Maya hanya bisa menatap ke luar jendela, merasa bersalah karena tidak bisa menjelaskan kenapa sahabatnya seperti itu. Dara sendiri memilih tidak masuk sekolah diam di rumah selama beberapa hari.

Dara berbohong kepada orang tuanya, mengatakan bahwa dirinya sakit perut. Padahal, yang sakit bukan perutnya, melainkan pikirannya.

Setiap kali memejamkan mata, Dara melihat wajah Bu Irma, tatapannya, dan sapaannya. Namun, di sisi lain, ada rasa bersalah yang menggerogoti hatinya. Mengapa Bu Irma selalu mengejar?

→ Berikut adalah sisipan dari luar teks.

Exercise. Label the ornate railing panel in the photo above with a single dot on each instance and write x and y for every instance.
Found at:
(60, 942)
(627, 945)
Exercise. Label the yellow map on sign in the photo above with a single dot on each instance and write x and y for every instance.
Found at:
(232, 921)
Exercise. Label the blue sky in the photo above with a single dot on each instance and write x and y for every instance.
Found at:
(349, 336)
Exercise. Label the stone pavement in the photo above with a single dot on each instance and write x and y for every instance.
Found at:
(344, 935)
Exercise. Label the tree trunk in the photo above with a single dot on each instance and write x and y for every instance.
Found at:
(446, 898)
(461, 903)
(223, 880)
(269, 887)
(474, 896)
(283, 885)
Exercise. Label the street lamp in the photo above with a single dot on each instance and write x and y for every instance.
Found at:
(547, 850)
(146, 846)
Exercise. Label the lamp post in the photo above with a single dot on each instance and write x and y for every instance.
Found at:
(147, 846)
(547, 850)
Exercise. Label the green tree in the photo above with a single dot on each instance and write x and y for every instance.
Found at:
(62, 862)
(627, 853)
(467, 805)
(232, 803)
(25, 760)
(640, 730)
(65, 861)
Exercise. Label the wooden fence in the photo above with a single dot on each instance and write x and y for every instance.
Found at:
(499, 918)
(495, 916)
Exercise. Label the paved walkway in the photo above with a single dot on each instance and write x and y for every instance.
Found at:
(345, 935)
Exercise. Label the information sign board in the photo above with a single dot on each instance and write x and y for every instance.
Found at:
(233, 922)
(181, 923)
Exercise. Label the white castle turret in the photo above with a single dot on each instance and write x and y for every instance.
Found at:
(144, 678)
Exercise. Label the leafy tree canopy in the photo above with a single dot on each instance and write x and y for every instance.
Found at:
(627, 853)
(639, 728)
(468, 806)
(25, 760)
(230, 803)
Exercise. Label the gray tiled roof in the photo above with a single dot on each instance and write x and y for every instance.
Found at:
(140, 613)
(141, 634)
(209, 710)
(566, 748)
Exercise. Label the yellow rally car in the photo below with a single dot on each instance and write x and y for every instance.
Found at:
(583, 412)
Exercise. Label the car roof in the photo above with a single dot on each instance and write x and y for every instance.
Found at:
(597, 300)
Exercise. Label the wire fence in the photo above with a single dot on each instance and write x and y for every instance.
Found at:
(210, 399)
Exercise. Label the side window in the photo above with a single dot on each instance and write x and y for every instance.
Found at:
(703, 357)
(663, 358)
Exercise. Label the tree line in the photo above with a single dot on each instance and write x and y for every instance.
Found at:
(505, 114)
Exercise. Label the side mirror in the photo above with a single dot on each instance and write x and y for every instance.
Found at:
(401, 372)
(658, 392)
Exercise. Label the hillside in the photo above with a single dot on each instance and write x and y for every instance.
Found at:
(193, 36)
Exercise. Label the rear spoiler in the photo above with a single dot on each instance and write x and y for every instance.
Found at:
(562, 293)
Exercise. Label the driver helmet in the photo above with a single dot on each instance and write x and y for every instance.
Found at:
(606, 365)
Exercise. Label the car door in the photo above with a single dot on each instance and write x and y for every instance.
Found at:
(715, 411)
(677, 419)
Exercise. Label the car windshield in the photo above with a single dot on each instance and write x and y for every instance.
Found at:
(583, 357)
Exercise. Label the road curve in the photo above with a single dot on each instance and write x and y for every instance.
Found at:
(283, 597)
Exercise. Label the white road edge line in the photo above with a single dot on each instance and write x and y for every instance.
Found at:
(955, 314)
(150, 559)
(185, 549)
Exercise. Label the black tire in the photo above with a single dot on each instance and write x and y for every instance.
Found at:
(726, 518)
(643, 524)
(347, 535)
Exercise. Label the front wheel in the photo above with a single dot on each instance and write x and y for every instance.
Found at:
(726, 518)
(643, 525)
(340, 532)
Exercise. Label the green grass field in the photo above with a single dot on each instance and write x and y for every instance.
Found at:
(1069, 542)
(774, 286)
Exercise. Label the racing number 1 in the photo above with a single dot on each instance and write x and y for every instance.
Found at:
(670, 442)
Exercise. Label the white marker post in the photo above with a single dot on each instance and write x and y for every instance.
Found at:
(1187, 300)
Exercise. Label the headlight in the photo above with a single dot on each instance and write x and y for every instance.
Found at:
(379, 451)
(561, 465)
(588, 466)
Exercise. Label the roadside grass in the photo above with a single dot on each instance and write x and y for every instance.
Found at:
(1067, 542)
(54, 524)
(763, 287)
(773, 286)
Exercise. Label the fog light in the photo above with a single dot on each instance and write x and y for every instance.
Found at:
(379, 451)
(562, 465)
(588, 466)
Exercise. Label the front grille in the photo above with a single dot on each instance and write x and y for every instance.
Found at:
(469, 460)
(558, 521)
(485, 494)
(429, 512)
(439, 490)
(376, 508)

Apa yang sebenarnya ingin dikatakan?

***

Minggu berikutnya, Dara memaksa dirinya masuk sekolah.

Dara melangkah pelan melewati halaman, berusaha tidak menoleh ke arah kantin. Namun, seperti biasa, matanya tidak bisa lepas dari sosok Bu Irma yang sedang menata lauk di etalase.

Bu Irma menatap Dara sebentar, lalu tersenyum. Tidak ada niat jahat. Hanya senyum lelah seorang wanita yang sudah bekerja sejak subuh.

Namun, Dara buru-buru memalingkan wajah.

Maya menghela napas panjang.

“Kamu nggak capek lari terus gitu, Dara? Aku ngerti kamu takut, tapi Bu Irma nggak pernah marah, lho.” ucap Maya

Dara tidak menjawab. Dara hanya menatap ujung sepatunya.

“Coba kamu kasih kesempatan deh,” lanjut Maya pelan

“Kadang, yang kita takuti cuma bayangan dari pikiran sendiri.” ucap Maya dengan lembut

Dara terdiam cukup lama. Kata-kata itu menusuk hatinya, tetapi sulit diterapkan. Dara ingin berhenti lari, tetapi tubuhnya menolak.

***

Sore itu, setelah jam pelajaran usai, Dara memutuskan pulang lebih cepat karena hujan mulai turun lagi. Gerimis menari di atas aspal, meninggalkan aroma tanah basah yang samar. Dara membuka payung kecil berwarna biru muda dan berjalan sendirian melewati gang sempit menuju halte.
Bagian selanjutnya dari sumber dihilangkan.